When considering whether God is truly “good,” some begin with the situation of the first couple. Why, they ask, did God allow Satan to have access to the Garden when he knew that the man and woman he had placed there would undergo, and succumb to, temptation? One skeptic used an analogy to further his point: a parent might set rules for her child, and might punish him for breaking those rules, but she would never allow a criminal – a consummate deceiver such as Satan – into her home to prey upon that child. The skeptic then concludes that no moral justification could support God’s knowing choice to create people whom he foreknew would end up in Hell.
An apt analogy can not only convey a rational point, but it can do so with an emotional impact that is as substantial as it is disguised. The listener feels the injustice captured by the analogy and begins to shy away from his position. But analogies can be misplaced; when the thing compared is not like the thing at issue, it may be that the analogy simply has emotional power, and doesn’t really advance the position of the one who raised it.
On an emotional level, comparing God to a parent who allows a predatory criminal to have access to his innocent children is a masterstroke. Parents who would deliberately expose their children to such danger would be worthy of censure, if not criminal prosecution. How can we love, and serve, a God who is “guilty” of such horrendous behavior?
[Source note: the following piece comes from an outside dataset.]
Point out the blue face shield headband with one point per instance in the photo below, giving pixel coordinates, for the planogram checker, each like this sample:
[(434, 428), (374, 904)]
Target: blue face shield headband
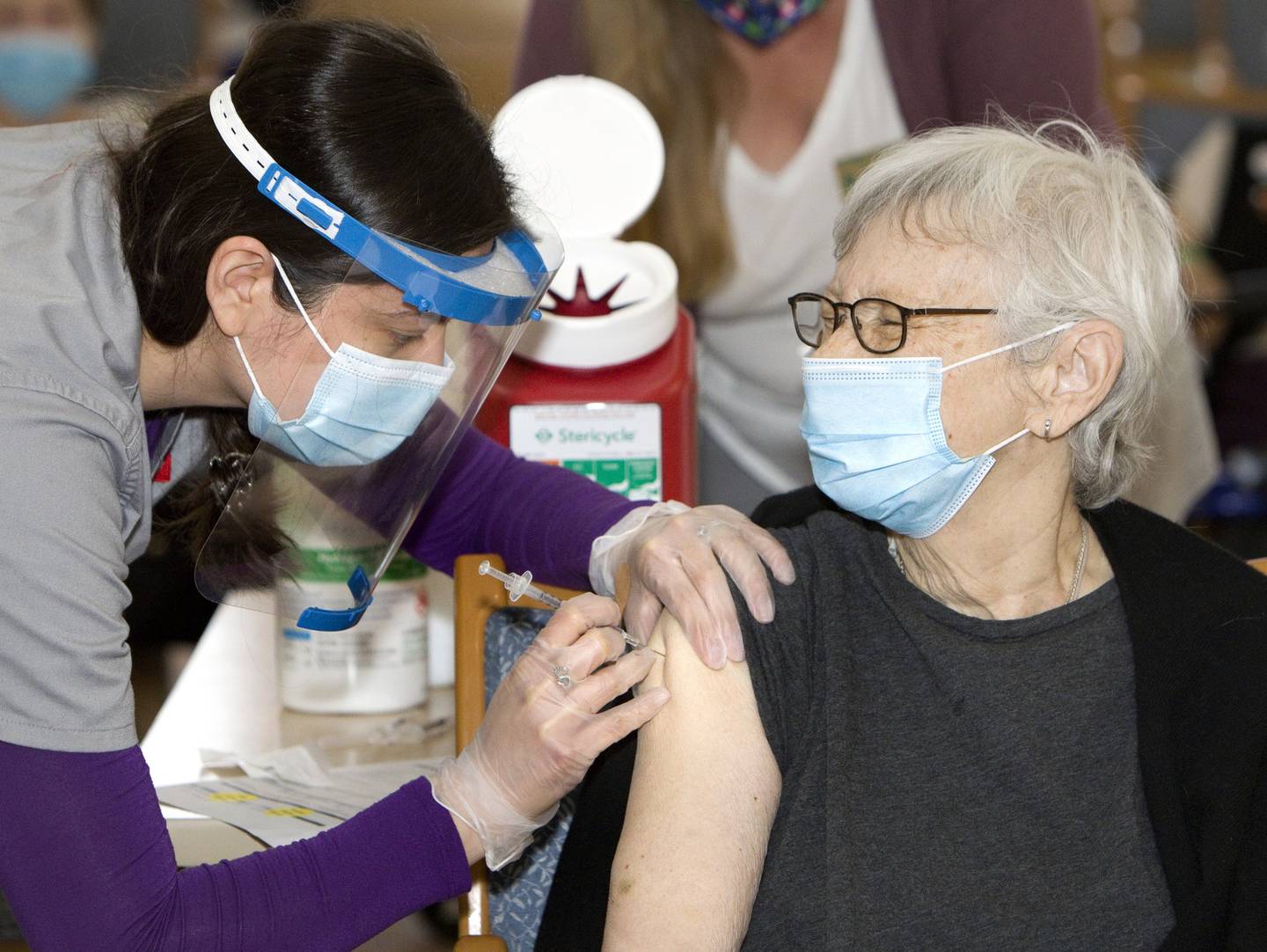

A parent’s job in raising young children is to shield them from harm, and from inappropriate temptation and danger, until they are old enough and sufficiently trained to properly handle the situation. Children lack wisdom and maturity, and have poorly developed capabilities to detect deception and to foresee the long term consequences of their choices. Moreover, the specter of a predator in one’s home is doubly horrific, as a parent cannot help but envision even greater – perhaps physical – harm that the criminal might inflict. But a parent’s role is of limited duration – a fully grown and properly educated person should eventually be capable of recognizing and resisting the evildoer’s deceptions.
We do not, of course, have a full picture of what transpired in Eden. But we do know that Adam and Eve were not children who were invited to play with the neighborhood serial killer. They were fully grown and were instructed by God as to how things work – in short, that He was God and that they were not. He told them that they were not to eat of the tree of the knowledge of good and evil and that the consequence would be quite unfavorable. And what deception did Satan play on them? Did he trick them into thinking that they were eating of a different tree? Or that they were not eating at all? No. He simply contradicted God – he told Eve that God was afraid that they too would become Gods.
This is not the account of a criminal luring a child into a car with the promise of candy. This is instead the essential story of man – the struggle between two competing desires. On the one hand, will we submit to the God who breathed life into us, and respect his kingship as God? Or, on the other, will we shake off the shackles of God’s authority and insist that we are each our own God, capable of charting our own course, of knowing good and evil, unwilling to let God be God?
No, God is not a sadistic parent hoping to harm as many of his children as He can, and not caring about the consequences. He has something quite different in mind. God could have created beings that he shielded from temptation; or he could create free-will beings that could enter relationship with him in a meaningfully loving way. But he could not do both. To assert that he should have is to hold, whether knowingly or not, to a contradiction.